Elle ajoute que des documents ont été remis aux différentes associations de l’industrie, qui pourront les utiliser et les adapter pour permettre la formation de leurs membres.
L’Association de la construction du Québec (ACQ) en est par exemple à élaborer un tableau comparatif pour ses membres entre une version plus vieille et une plus récente du Code national du bâtiment du Canada, duquel sont issues les nouvelles exigences au Québec en matière d’efficacité énergétique. L’organisme offre également de la formation et des conseils techniques sur les changements dans le Code de la construction du Québec.
Idéalement, l’ACQ aimerait que la période de transition dure 24 mois plutôt que 18 ou 12 mois. «Nous considérons que ce serait la bonne période de temps pour que l’information soit bien véhiculée auprès des entrepreneurs et pour que le marché puisse s’adapter aux nouveaux produits demandés», souligne son porte-parole Guillaume Houle.
Marco Lasalle, directeur du Service technique à l’Association des professionnels de la construction et de l’habitation du Québec (APCHQ), indique que les changements toucheront plusieurs corps de métiers. «La formation, ce n’est pas très avancé présentement, ajoute-t-il. Le problème principal n’est pas vraiment les matériaux, mais de comprendre comment appliquer les nouvelles exigences et de bien se coordonner», croit le directeur. Il s’attend toutefois à ce que ceux qui auront à construire immédiatement après le 27 décembre soient prêts.
Philippe Hudon anticipe cependant que les mois de novembre et de décembre seront très occupés. «Nous sommes à une étape où les gens repoussent le problème en avant, avance-t-il. Je vais me faire appeler à la dernière minute, quand les gens vont se demander quoi faire pour conformer leur chantier qui commence le 1er janvier 2022.»
La bonne exécution
Si les concepteurs doivent intégrer les nouvelles normes écoénergétiques, les constructeurs devront ensuite suivre leurs instructions. Les entrepreneurs et la main-d’oeuvre devront donc assister à des formations pour s’assurer de la bonne exécution.
«Ça ne peut pas juste être de la formation du côté des architectes et des ingénieurs, souligne Roland Charneux, directeur de la firme de génie-conseil Pageau Morel. Il faut notamment s’assurer qu’il y a une enveloppe étanche, que c’est bien scellé partout et qu’il y a une continuité de la résistance thermique.»

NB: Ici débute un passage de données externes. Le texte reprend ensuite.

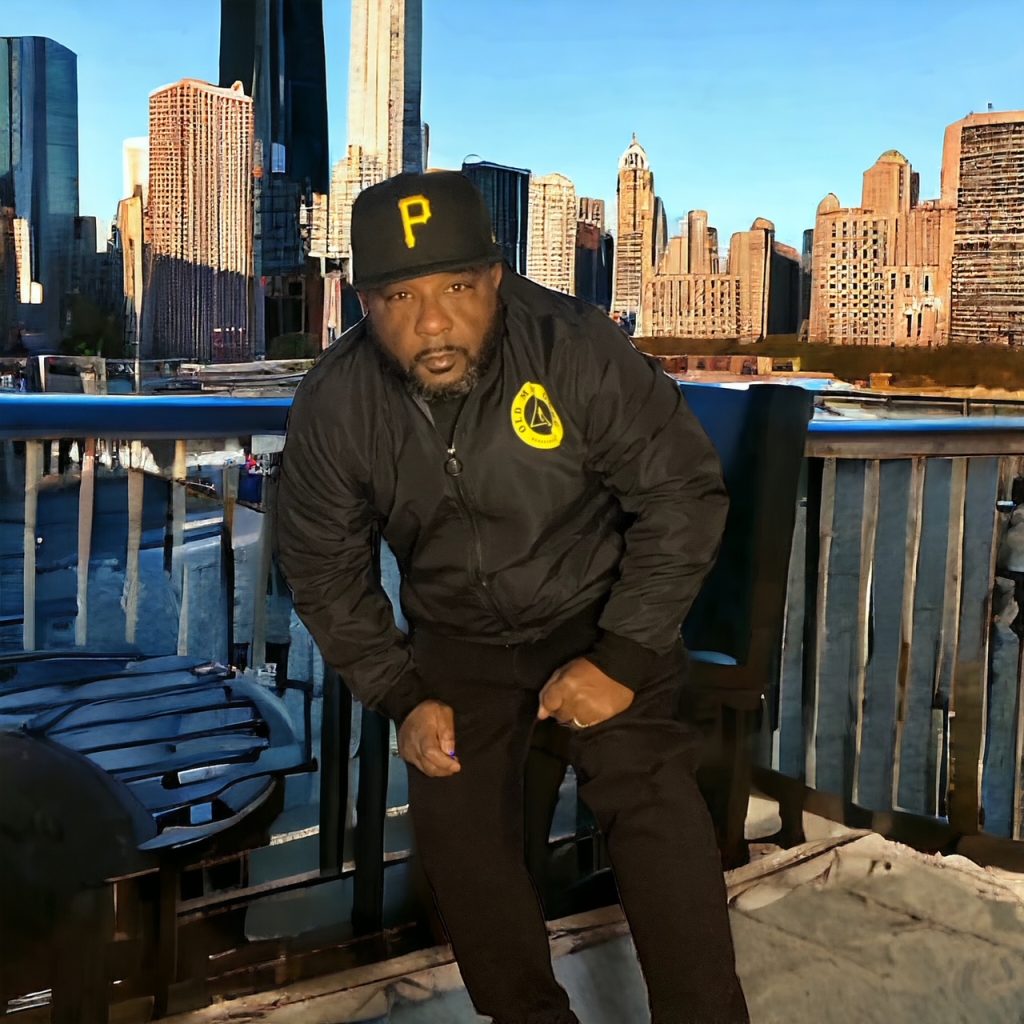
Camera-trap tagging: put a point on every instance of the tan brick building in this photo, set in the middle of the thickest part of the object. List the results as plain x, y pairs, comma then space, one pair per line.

«Si on a un très bon mur avec un bon isolant, mais qu’il y a de l’infiltration d’air à travers l’isolant, on a perdu l’avantage de ce qu’on avait fait, illustre-t-il. Il y a une qualité de maind’oeuvre qui sera requise si on veut que l’étanchéité soit un succès.»
«Pour l’instant, la demande en formation est surtout chez les concepteurs, souligne Philippe Hudon. Cette vague-là viendra plus tard, quand les projets vont être en soumission et auront intégré la réglementation, pense-t-il. C’est un marché qui est beaucoup en réaction aux événements.»